What does the 5 number Summary Statistic contain?
- Min
- Max
- Q1
- Q2
- Q3
Python Merge Data Frames….Good Examples Link
http://chrisalbon.com/python/pandas_join_merge_dataframe.html
What is one of the first steps of machine learning?
Now in general, the first step in machine learning is to figure out how to represent your data as a vector.
CRISP-DM Process?
See Image

What does summary statistics generally contain?
Summary statistics generally include the mean, the median and quartiles of the data.
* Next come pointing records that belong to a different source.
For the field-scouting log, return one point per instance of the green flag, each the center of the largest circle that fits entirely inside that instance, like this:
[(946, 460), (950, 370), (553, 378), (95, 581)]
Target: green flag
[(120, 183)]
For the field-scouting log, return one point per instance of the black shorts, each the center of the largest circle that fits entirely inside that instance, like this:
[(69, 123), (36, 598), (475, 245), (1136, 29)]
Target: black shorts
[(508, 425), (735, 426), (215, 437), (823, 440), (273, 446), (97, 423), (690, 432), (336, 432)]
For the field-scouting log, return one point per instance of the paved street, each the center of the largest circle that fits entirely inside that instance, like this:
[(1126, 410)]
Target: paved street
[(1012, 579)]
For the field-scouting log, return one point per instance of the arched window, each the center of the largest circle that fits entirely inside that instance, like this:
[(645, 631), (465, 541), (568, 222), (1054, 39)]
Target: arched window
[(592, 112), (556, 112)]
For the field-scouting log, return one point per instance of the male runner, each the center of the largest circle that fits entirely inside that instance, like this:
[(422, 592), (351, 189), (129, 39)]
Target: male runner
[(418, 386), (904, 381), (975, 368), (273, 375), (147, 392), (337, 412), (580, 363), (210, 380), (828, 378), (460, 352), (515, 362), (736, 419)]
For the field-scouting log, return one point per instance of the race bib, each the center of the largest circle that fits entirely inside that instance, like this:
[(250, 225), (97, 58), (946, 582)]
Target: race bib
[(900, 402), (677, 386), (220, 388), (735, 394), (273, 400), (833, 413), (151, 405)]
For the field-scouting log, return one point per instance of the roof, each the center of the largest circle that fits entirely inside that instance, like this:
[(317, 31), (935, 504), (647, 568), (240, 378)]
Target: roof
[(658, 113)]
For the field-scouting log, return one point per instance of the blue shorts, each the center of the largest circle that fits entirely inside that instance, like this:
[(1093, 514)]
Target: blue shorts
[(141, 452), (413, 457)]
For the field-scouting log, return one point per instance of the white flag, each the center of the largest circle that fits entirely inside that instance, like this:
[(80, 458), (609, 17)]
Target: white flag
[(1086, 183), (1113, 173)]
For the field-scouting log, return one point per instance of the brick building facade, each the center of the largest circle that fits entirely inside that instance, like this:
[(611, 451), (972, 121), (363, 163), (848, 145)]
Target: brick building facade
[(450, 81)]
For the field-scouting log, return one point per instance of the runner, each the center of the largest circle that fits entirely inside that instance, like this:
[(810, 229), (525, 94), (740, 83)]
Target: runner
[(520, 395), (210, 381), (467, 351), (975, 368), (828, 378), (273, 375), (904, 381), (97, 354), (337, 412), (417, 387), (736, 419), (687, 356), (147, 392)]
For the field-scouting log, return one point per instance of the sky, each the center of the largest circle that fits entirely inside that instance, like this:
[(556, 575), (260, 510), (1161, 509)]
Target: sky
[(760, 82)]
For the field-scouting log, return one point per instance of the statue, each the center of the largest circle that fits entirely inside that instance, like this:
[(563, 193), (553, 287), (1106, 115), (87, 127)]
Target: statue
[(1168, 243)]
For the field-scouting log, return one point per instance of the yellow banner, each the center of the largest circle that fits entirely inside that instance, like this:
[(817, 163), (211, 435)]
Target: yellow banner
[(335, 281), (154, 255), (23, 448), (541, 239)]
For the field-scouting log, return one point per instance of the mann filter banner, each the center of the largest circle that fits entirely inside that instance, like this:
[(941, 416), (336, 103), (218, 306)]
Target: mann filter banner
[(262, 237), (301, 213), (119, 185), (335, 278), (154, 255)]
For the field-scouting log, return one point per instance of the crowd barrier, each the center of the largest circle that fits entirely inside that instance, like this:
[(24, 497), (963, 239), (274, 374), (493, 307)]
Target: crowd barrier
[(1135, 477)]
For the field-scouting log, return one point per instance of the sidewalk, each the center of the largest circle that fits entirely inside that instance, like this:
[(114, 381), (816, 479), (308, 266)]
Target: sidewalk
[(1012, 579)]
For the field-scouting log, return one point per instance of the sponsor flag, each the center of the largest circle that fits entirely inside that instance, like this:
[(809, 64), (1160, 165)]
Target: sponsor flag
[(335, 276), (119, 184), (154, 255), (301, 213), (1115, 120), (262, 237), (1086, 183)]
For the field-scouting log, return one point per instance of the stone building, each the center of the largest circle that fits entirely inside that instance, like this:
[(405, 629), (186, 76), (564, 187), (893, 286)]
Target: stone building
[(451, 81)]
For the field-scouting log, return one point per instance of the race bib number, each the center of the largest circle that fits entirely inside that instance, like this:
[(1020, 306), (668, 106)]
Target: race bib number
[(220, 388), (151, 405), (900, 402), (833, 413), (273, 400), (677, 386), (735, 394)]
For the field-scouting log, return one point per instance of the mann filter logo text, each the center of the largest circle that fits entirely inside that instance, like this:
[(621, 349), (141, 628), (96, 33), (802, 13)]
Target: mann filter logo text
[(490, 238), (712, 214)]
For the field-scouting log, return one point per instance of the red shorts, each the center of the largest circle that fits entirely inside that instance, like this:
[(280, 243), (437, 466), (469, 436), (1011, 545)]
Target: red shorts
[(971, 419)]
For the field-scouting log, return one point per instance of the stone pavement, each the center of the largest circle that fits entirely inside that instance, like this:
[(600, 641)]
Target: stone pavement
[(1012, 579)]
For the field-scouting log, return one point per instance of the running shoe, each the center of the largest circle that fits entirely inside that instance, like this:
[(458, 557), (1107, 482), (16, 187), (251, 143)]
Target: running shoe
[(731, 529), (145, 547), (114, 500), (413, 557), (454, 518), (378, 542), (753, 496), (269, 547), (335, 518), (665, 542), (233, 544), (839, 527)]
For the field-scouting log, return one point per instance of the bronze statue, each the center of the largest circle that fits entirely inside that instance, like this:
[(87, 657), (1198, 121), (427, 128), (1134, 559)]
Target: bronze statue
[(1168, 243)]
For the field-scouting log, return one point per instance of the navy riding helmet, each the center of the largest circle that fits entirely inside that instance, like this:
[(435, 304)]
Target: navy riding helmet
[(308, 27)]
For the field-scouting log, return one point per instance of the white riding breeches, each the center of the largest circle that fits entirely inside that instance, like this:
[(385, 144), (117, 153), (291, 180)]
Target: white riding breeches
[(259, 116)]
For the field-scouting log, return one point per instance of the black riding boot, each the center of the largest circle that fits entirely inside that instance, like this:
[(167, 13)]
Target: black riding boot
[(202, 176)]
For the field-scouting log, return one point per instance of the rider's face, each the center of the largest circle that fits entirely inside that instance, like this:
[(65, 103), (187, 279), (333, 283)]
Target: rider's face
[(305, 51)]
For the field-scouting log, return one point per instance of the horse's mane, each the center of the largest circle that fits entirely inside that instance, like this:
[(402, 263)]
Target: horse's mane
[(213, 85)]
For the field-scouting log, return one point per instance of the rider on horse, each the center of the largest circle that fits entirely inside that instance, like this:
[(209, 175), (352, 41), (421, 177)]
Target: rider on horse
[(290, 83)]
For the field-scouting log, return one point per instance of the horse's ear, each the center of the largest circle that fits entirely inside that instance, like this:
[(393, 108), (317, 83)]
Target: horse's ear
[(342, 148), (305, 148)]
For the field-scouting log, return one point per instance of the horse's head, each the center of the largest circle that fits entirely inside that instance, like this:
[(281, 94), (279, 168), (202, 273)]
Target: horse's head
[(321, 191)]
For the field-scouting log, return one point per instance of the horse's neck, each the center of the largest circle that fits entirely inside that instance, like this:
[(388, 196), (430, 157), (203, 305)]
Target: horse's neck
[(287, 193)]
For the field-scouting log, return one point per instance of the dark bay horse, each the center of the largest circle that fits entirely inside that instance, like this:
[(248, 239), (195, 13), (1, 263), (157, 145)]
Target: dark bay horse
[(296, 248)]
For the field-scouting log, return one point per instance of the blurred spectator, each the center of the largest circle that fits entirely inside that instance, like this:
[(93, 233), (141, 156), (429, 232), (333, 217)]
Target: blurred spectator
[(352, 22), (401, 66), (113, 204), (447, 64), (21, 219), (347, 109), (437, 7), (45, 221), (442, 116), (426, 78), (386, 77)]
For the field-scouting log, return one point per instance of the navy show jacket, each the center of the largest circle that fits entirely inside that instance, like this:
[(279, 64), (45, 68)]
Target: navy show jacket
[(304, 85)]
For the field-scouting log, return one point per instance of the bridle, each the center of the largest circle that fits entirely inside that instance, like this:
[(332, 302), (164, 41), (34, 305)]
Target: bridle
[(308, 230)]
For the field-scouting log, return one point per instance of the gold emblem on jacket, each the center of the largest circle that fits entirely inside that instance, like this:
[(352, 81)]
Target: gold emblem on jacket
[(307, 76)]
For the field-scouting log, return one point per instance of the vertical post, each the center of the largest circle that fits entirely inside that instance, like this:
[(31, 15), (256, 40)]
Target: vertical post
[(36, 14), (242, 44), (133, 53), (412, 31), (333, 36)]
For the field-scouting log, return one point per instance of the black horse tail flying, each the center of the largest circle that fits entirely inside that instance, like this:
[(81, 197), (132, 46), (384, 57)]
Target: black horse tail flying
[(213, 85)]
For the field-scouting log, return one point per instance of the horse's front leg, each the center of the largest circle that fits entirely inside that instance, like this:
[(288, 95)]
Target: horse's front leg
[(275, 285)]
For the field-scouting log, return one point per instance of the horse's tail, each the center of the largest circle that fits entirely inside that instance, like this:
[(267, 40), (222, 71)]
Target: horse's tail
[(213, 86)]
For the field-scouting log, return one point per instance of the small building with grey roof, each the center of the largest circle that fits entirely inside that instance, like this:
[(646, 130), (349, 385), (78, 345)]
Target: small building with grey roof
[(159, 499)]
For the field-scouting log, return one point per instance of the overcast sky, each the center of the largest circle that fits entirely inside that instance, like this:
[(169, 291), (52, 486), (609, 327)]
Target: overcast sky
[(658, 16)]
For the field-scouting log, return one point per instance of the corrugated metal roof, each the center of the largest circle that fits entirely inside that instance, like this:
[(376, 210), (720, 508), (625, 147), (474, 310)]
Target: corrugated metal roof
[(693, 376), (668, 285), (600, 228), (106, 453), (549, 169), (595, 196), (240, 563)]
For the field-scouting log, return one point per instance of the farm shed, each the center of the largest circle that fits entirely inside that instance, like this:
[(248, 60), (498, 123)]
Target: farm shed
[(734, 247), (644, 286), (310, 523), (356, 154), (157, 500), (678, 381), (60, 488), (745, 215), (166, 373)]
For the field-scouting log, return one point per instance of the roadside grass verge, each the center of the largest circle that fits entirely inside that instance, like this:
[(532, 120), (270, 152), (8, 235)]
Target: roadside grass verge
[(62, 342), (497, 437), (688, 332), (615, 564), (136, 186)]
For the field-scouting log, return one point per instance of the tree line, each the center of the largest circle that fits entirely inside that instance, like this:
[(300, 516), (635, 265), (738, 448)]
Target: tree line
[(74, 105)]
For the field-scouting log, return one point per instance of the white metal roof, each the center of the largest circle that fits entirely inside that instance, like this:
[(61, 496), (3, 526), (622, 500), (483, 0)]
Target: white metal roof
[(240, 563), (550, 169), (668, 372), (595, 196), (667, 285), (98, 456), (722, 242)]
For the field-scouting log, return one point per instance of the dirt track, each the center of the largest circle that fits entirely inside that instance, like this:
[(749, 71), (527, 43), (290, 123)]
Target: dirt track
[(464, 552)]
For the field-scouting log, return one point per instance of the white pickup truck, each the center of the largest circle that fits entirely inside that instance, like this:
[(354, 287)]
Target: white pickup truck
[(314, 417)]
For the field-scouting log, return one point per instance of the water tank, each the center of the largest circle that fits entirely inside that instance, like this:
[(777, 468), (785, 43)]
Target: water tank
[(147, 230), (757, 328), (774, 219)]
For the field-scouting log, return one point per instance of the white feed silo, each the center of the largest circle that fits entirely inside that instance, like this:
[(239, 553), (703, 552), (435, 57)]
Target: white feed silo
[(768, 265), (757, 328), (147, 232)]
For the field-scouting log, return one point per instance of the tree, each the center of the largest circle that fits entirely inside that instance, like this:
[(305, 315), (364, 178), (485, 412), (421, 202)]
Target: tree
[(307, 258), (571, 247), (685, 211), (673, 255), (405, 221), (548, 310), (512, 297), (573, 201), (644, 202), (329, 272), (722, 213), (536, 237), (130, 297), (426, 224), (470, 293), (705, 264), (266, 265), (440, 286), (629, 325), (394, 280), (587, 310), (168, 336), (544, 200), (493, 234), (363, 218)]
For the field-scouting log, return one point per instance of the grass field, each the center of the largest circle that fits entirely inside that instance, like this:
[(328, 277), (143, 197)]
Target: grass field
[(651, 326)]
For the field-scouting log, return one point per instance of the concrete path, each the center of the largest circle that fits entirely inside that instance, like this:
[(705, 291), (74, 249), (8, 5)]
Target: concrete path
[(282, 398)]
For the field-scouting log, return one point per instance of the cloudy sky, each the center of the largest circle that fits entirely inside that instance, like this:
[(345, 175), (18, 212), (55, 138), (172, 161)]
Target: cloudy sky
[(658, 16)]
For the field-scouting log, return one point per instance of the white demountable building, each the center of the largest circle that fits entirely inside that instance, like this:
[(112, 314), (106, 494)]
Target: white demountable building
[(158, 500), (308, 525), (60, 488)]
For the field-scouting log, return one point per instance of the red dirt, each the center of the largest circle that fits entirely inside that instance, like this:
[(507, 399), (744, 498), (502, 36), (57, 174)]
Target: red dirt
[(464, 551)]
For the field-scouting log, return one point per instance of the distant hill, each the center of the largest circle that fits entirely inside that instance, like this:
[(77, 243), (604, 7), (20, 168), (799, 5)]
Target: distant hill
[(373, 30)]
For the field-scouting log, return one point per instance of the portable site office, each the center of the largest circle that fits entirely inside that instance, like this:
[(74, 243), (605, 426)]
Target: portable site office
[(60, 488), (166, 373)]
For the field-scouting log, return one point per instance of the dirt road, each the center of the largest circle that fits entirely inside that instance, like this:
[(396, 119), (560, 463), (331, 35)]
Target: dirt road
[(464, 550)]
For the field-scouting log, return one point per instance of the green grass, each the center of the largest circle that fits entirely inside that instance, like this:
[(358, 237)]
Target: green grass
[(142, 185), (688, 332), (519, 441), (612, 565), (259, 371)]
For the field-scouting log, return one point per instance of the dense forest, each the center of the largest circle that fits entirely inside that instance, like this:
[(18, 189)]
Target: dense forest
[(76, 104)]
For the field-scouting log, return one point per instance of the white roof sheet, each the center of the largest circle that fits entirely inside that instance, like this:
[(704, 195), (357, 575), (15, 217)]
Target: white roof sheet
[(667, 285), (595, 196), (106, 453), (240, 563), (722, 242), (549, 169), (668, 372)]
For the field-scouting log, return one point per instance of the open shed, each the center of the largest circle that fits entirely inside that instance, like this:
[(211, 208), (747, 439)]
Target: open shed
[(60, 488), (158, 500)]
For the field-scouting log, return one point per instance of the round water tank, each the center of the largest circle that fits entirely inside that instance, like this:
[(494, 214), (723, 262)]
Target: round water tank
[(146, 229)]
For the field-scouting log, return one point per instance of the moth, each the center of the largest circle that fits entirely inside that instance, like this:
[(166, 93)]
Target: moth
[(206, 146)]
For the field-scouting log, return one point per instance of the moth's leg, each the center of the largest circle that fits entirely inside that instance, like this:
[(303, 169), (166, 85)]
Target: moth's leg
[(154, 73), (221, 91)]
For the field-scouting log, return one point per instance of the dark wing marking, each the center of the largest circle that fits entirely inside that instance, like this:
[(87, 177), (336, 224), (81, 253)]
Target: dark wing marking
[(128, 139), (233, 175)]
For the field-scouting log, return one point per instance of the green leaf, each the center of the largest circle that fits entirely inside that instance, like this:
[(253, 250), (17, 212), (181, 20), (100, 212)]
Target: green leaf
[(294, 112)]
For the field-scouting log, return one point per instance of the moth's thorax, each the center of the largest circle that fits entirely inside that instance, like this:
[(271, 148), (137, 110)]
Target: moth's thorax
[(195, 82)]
This gives you a first quick look at the distribution of data values.
What is the benefit of a scatter plot matrix?
Scatter plot matrix methods quickly produce a single overall view of the relationships in a dataset.
The scatter plot matrix allows you to examine the relationships between many variables in one view.
The data science process includes the following activities:
- Data selection.
- Preprocessing.
- Transformation.
- Data Mining.
- Interpretation and evaluation.
What is a discrete random variable?
A discrete random variable has a number of
outcomes that you could count.
What are some aspects of Data Analytic Thinking?
- replace intuition with data driven analytical decisions.
- Transform raw data to valuable asset
- Increase pace of action
WHAT IS DATA SCIENCE?
Data Science is the exploration and quantitative analysis of all available structured and unstructured data to develop understanding, extract knowledge, and formulate actionable results.
What is a continuous variable?
A continuous variable is a variable that has an infinite number of possible values. In other words, any value is possible for the variable. A continuous variable is the opposite of a discrete variable, which can only take on a certain number of values.
Types of Machine Learning algorithms?
- Linear Regression
- Logistic Regression
- Decision Tree
- SVM
- Naive Bayes
- KNN
- K-Means
- Random Forest
- Dimensionality Reduction Algorithms
- Gradient Boost & Adaboost
Machine Learning : Good to Remember
Machine learning is a super powerful set of techniques for prediction.
Machine learning allows you to make predictions and detect patterns that otherwise would have gone unnoticed.
Now, machine learning started as the subfield of
artificial intelligence, and its goal is to allow computers to learn by example.
Good to remember about discrete and conntinuous variables?
A discrete variable is a variable whose value is obtained by counting.
Examples: number of students present
number of red marbles in a jar
number of heads when flipping three coins
students’ grade level
A continuous variable is a variable whose value is obtained by measuring.
Examples: height of students in class
weight of students in class
time it takes to get to school
distance traveled between classes
Some common functions of cleaning data in Azure?
Ingested and joined data from multiple sources.
- Deleted unnecessary and redundant columns.
- Consolidated the number of categories of a categorical feature.
- Treated missing values.
- Removed duplicate rows.
- Generated a calculated column
- Located and treated outliers.
- Scaled numeric values.
What are some important aspects of Data Cleansing?
One of the most important aspects of any data science project is to clean, filter, and otherwise transform data to prepare it for use in a model. Common tasks when preparing data include:
- Identifying and handling missing or duplicate values.
- Identifying and handling outliers and errors
- Scaling numeric values to make them easier to compare.
What is a conditioned histogram?
A conditioned histogram is a histogram of a subset of data conditioned on another variable in the dataset. Often the histogram of a numeric variable is conditioned on a categorical variable. It is also possible to condition a histogram on (generally overlapping) ranges of a numeric variable.
How do you judge the quality of your prediction model?
The prediction quality should always be judged out of sample. You should make a judgement based on the results of the Test Data Set and not the Training Data Set.